再録:2026年1月5日
| 中国のエネルギー事情 (その1) |
| 2018-09-20 記 玉上佳彦
最近中国に行かれた方は、見慣れない薄緑色のグラデーションカラーのナンバープレートの
自動車を見かけることが多くなったと感じることがあると思う。一般の普通自動車は青地に白の文字だが、この薄緑色のプレートは、電気自動車(EV)
専用のナンバープレートである。中国の主要な大都市では、
普通車のナンバーを入手するのに、たいへん高額の費用(場合によっては車の価格以上)がかかるのに対して、このナンバーは無料で入手できるそうだ。
EV販売高は世界一
中国の2017年のEV車販売台数は47万台で既に世界一となっているが、中国政府は
2030年には、1900万台としてEV大国を目指し、EV車優先策をとっている。
中国の高速鉄道は、既に営業距離を2.5万km(日本の新幹線は0.28万km)となり、かつて主流だったディーゼル気動車は激減している。中国政府は、この高速鉄道網を全国の主要な都市に張り巡らし、更に東南アジア諸国まで拡張する計画であるが、そのためにも重要な電力源を確保する必要がある。
火力発電が依然69%
沿岸部だけでなく、内陸部の経済発展が顕著な中国では、果たして電力は充足しているのだろうかと心配になるので、中国の電力事情について調べてみた。
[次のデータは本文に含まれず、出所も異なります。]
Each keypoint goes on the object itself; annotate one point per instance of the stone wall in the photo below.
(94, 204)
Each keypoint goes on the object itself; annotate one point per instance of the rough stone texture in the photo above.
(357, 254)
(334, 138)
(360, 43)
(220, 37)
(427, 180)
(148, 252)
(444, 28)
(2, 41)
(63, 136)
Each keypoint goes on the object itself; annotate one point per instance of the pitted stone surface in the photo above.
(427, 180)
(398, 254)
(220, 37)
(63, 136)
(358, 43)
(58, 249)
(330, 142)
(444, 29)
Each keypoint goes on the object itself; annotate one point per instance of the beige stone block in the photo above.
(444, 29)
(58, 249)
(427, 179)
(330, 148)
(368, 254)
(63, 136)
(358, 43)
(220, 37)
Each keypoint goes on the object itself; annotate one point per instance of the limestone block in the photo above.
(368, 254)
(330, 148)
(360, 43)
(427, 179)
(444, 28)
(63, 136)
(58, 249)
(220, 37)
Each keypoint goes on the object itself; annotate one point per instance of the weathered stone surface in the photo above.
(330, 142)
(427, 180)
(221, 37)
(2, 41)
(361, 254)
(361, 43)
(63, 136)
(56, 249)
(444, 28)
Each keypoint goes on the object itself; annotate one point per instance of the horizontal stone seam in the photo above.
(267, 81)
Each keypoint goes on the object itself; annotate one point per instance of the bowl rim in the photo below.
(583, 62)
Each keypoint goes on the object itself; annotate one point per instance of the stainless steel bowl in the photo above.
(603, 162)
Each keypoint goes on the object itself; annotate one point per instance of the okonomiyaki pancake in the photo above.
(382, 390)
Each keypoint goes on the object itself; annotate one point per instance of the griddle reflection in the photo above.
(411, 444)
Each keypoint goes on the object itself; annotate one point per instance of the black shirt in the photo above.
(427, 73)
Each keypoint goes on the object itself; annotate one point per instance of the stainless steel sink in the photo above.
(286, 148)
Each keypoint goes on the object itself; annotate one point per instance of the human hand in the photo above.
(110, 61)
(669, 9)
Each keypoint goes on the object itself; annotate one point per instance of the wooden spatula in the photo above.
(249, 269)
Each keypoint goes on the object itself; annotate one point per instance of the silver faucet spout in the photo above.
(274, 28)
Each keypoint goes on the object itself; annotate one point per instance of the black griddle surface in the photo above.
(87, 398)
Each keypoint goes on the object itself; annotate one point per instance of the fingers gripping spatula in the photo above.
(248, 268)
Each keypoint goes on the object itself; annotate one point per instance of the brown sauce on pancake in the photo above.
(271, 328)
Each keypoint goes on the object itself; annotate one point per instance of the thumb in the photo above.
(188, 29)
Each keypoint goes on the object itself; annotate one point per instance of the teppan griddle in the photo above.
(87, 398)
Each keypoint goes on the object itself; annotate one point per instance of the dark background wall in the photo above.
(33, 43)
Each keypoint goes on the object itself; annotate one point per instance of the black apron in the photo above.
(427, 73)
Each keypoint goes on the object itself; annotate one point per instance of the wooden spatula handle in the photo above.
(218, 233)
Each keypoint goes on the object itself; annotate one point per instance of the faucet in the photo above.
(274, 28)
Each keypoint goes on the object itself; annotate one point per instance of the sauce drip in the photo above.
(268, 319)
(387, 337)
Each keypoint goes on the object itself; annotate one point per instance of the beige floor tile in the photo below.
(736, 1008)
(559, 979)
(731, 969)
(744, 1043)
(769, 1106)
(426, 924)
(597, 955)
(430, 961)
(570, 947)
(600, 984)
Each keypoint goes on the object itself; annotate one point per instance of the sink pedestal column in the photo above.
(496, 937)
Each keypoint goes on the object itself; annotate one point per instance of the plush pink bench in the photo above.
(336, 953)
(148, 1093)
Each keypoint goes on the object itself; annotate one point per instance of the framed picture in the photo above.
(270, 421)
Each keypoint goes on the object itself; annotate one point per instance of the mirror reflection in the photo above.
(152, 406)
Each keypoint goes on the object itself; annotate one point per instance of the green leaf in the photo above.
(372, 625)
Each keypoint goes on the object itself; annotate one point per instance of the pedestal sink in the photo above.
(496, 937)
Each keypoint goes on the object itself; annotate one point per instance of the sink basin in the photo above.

現時点では、依然として石炭による火力発電が主だが、政府は国策としての大気汚染対策のために年々縮小せざるを得なくなっている。
昨年から北部の都市集中暖房設備での石炭使用を抑え、天然ガスに強制的に切替えさせている。
再生可能電源が急上昇 石炭火力発電に代わるものとして、中国の再生可能エネルギーの発電量は既に世界一となっていることは注目すべきで、 更に拡大していく傾向にある。例えば、風力発電は世界第2位のアメリカの2倍以上、太陽光発電は同じく世界第 2位のドイツの約2倍となっている(環境エネルギー政策研究所データ)。 中国には広大な未利用の土地があり、火力発電量を縮小し、風力や太陽光などの再生可能エネルギーによる発電量を増やすことは容易であろう。 これからも世界最大の再生可能エネルギー大国になることは間違いない。 中国の原子力発電については、次号で取り上げたい。